Lots of days I think my life is the cat’s freaking pajamas. I get to stay home with four of my favorite people and play all day. No schedule, no deadlines…
Yeah, today, is not one of those days. Today I feel like my life is purgatory. This is that place where I have to wait until the hell that is meant for me is completed. So, not a good day.
- It might be depression. That old and faithful friend has been stalking me again recently.
- It might be the fact that the female (and ringleader) of the hoodlum children has been a little monster. Seems harsh to call a toddler a monster? Today she has: poured water on my TV (my ONLY TV), left teeth marks on my baby’s bum, pulled hair out of Lil C’s head, poked Big C in the eye, poured a whole cup of water in my carpet, taken off her clothes and diaper to poop in the crib, flung said poop all over the nursery, and just generally been a grump in between these exploits. Yesterday, the little monster opened my pantry and poured out ALL of the open food boxes (2 bags of goldfishes, 2 bags of chips and a bag of rice), tortured her brothers and tore up a book. Seriously. It’s not like I just let the kids run roughshod, either. She does this stuff while I’m in the potty, or making lunch, or spending time playing with/helping the other kids. For each thing listed here, I’ve stopped her doing more. Monster, I tell you.

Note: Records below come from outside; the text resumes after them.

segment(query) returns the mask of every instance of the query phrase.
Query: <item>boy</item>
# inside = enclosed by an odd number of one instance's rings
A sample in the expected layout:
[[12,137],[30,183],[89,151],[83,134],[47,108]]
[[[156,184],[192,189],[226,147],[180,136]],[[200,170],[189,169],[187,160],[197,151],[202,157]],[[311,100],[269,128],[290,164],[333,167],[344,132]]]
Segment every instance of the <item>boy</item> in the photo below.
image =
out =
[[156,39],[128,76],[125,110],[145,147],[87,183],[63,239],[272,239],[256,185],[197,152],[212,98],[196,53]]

- It might be that I just got back from vacation and OMG did I not want to come back. I really want to move Up North. If you know me at all you know I loves my Ohio sports teams. But… I so want to move to northern Michigan. It’s a whole other America. Or, Ohio is just full of assholes.
Haven’t smiled like that in days
- It might be that I feel like I work my ass off for nothing. I miss money. There, I said it. I miss being upper middle class, instead of sucky lower middle class. There is a huge difference in lifestyle between the two. This one deserves it’s own post.
- It might be that I JUST learned that Steven Page left the Barenaked Ladies.
- It might be a combination of the above.
At any rate… I am feeling decidedly unmotivated at life. I am feeling very blah. I am feeling very much like hiding. Because that fixes everything. Seriously, though, it’s like there’s so much to do and it’ll never all get done and even if it does it’ll just get undone and no one will appreciate it anyway and I have to value or direction or goals and even if I did they wouldn’t matter and Holy Hell, can’t I just get drunk already*?
I haven’t done anything of value today, and I just want to give up.
But, I can’t. Because of this:
* Full disclosure… I received a bottle of tequila at my baby shower (so two full years ago), there is still a solid 10 or 12 shots left in it. I haven’t bought wine in months and the closest I’ve been to drunk in the last seven months was the three glasses of wine I drank at a Barenaked Ladies concert** the other night. So most talk of drinking is more of a memory of when I used to drink (which I enjoyed and remember fondly).
** Where I learned Steven Page left the band. How is this not front page news? Don’t get me wrong, I love me some Ed Robertson, but If I Had $1,000,000 just is not the same without the duo.